Sayan Saha llvmlistbot at llvm.org
Fri May 10 05:20:26 PDT 2024


================
@@ -1087,3 +1087,47 @@ func.func @drop_known_unit_constant_low_high(%arg0: tensor<1x383x128xf32>) -> te
 //       CHECK:   } : tensor<383x128xf32> to tensor<384x128xf32>
 //       CHECK:   tensor.expand_shape %[[PADDED]]
 //  CHECK-SAME:     {{\[}}[0, 1], [2]] output_shape [1, 384, 128] : tensor<384x128xf32> into tensor<1x384x128xf32>
+
+
+// -----
+
+// CHECK: #[[$MAP0:.+]] = affine_map<()[s0, s1] -> (s0 * s1)>
+// CHECK: #[[$MAP1:.+]] = affine_map<(d0) -> (0, d0)>
+// CHECK: #[[$MAP2:.+]] = affine_map<(d0) -> ()>
+
+// CHECK-LABEL: func @drop_unit_dim_corresponding_to_dynamic_dim
+// CHECK-SAME:                    %[[ARG0:.*]]: tensor<1x?x?x1xf32>,
+// CHECK-SAME:                    %[[ARG1:.*]]: index) -> tensor<?x1x61x1xf32> {
+// CHECK:           %[[VAL_0:.*]] = arith.constant 0 : index
+// CHECK:           %[[VAL_1:.*]] = arith.constant 1 : index
+// CHECK:           %[[VAL_2:.*]] = arith.constant dense<1.000000e+00> : tensor<f32>
+// CHECK:           %[[VAL_3:.*]] = tensor.collapse_shape %[[ARG0]] {{\[\[}}0, 1], [2, 3]] : tensor<1x?x?x1xf32> into tensor<?x?xf32>
+// CHECK:           %[[VAL_4:.*]] = tensor.empty(%[[ARG1]]) : tensor<?x61xf32>
+// CHECK:           %[[VAL_5:.*]] = affine.apply #[[$MAP0]](){{\[}}%[[ARG1]], %[[VAL_1]]]
+// CHECK:           %[[VAL_6:.*]] = tensor.empty(%[[VAL_5]]) : tensor<?x61xf32>
+// CHECK:           %[[VAL_7:.*]] = linalg.generic {indexing_maps = [#[[$MAP1]], #[[$MAP2]], #[[$MAP1]], #[[$MAP1]]], iterator_types = ["parallel"]} ins(%[[VAL_3]], %[[VAL_2]], %[[VAL_4]] : tensor<?x?xf32>, tensor<f32>, tensor<?x61xf32>) outs(%[[VAL_6]] : tensor<?x61xf32>) {
----------------
sahas3 wrote:

Thanks for the review. If I understand correctly you are suggesting that the verifier should error for the `linalg.generic` op since `d0` is inferred to be different for different operands? 
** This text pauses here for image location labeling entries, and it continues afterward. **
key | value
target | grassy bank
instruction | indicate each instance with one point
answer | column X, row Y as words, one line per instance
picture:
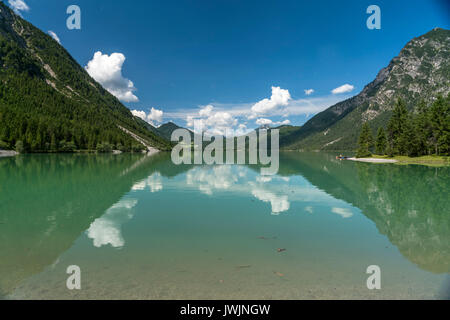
column 424, row 160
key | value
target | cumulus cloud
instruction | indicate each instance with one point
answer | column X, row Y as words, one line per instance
column 107, row 70
column 343, row 89
column 279, row 203
column 54, row 36
column 154, row 117
column 18, row 6
column 343, row 212
column 268, row 122
column 106, row 230
column 280, row 98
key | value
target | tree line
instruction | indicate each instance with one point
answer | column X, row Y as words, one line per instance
column 424, row 131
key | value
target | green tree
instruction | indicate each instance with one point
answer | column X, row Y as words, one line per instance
column 365, row 141
column 396, row 129
column 381, row 143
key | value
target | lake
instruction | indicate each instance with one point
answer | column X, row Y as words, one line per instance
column 142, row 228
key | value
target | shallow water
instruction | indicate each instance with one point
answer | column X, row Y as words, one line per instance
column 142, row 228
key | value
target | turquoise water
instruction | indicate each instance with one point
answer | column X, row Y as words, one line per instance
column 142, row 228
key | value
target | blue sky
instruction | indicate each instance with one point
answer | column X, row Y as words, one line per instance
column 184, row 55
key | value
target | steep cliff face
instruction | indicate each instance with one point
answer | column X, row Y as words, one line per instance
column 47, row 98
column 420, row 71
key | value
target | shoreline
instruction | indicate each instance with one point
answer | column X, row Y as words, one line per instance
column 8, row 153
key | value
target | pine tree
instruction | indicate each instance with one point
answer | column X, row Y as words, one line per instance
column 365, row 142
column 380, row 145
column 396, row 128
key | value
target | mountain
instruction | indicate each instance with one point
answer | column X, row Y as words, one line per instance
column 48, row 102
column 420, row 72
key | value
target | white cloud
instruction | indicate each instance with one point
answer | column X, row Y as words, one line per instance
column 344, row 213
column 280, row 98
column 154, row 117
column 279, row 203
column 213, row 122
column 139, row 114
column 18, row 5
column 206, row 111
column 107, row 70
column 343, row 89
column 107, row 229
column 263, row 122
column 54, row 36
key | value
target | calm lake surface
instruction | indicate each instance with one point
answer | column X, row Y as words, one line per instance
column 142, row 228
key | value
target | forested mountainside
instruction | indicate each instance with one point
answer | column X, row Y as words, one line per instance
column 421, row 72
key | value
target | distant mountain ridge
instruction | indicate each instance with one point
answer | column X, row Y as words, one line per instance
column 49, row 103
column 420, row 71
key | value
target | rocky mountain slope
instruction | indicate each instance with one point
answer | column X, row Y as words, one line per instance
column 420, row 71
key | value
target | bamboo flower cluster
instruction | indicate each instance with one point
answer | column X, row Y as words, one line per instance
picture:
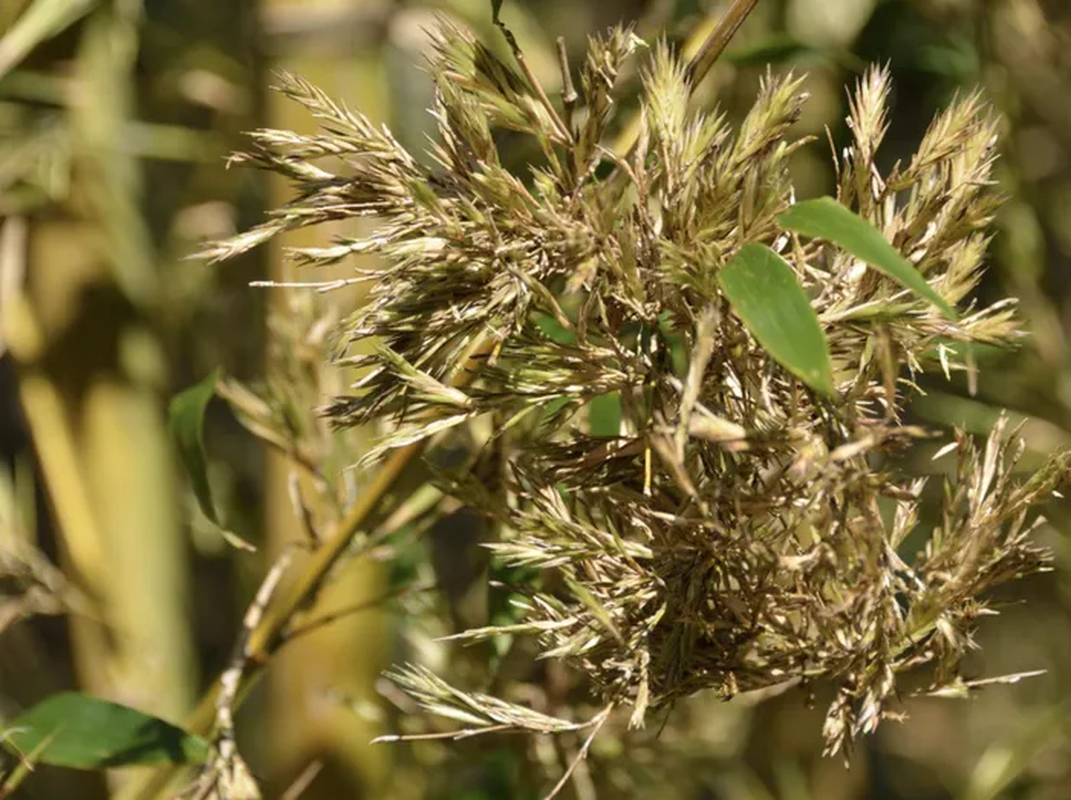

The op is created by the following flow (I am just providing small snippets with relevant ops for brevity):

```
%inserted_slice_37 = tensor.insert_slice %expanded_18 into %15[%c0_25, %c0_28, %c0_30, %c0_31] [1, 1, 61, 1] [1, 1, 1, 1] : tensor<1x1x61x1xf32> into tensor<?x?x?x?xf32>
%18 = linalg.conv_2d_nhwc_hwcf ins(%inserted_slice_37, %cst_2 : tensor<?x?x?x?xf32>, tensor<1x1x1x1xf32>) outs(%17 : tensor<?x1x61x1xf32>) -> tensor<?x1x61x1xf32>
    %reduced = linalg.reduce ins(%cst_7 : tensor<3xi32>) outs(%cst_6 : tensor<i32>) dimensions = [0] 
      (%in: i32, %init: i32) {
        %21 = arith.muli %in, %init : i32
        linalg.yield %21 : i32
      }
```

converts to following after `--canonicalize`:

```
%inserted_slice_13 = tensor.insert_slice %expanded_10 into %7[0, 0, 0, 0] [1, 1, 61, 1] [1, 1, 1, 1] : tensor<1x1x61x1xf32> into tensor<1x?x?x1xf32>
%10 = linalg.conv_2d_nhwc_hwcf ins(%inserted_slice_13, %cst_2 : tensor<1x?x?x1xf32>, tensor<1x1x1x1xf32>) outs(%9 : tensor<?x1x61x1xf32>) -> tensor<?x1x61x1xf32>
  %reduced = linalg.reduce ins(%cst_6 : tensor<3xi32>) outs(%cst_5 : tensor<i32>) dimensions = [0] 
    (%in: i32, %init: i32) {
      %13 = arith.muli %in, %init : i32
      linalg.yield %13 : i32
    }
```

which converts after `--linalg-generalize-named-ops` to : 

```
%8 = linalg.generic {indexing_maps = [affine_map<(d0, d1, d2, d3, d4, d5, d6) -> (d0, d1 + d4, d2 + d5, d6)>, affine_map<(d0, d1, d2, d3, d4, d5, d6) -> (d4, d5, d6, d3)>, affine_map<(d0, d1, d2, d3, d4, d5, d6) -> (d0, d1, d2, d3)>], iterator_types = ["parallel", "parallel", "parallel", "parallel", "reduction", "reduction", "reduction"]} ins(%inserted_slice_13, %cst_2 : tensor<1x?x?x1xf32>, tensor<1x1x1x1xf32>) outs(%7 : tensor<?x1x61x1xf32>) {
  ^bb0(%in: f32, %in_16: f32, %out: f32):
    %12 = arith.mulf %in, %in_16 : f32
    %13 = arith.addf %out, %12 : f32
    linalg.yield %13 : f32
  } -> tensor<?x1x61x1xf32>
```

producing the `linalg.genericOp` mentioned in the repro. So, I think in addition to the verifier the canonicalizer should be enhanced to also update the type of the `outs` operand as it is updating the `ins` operand.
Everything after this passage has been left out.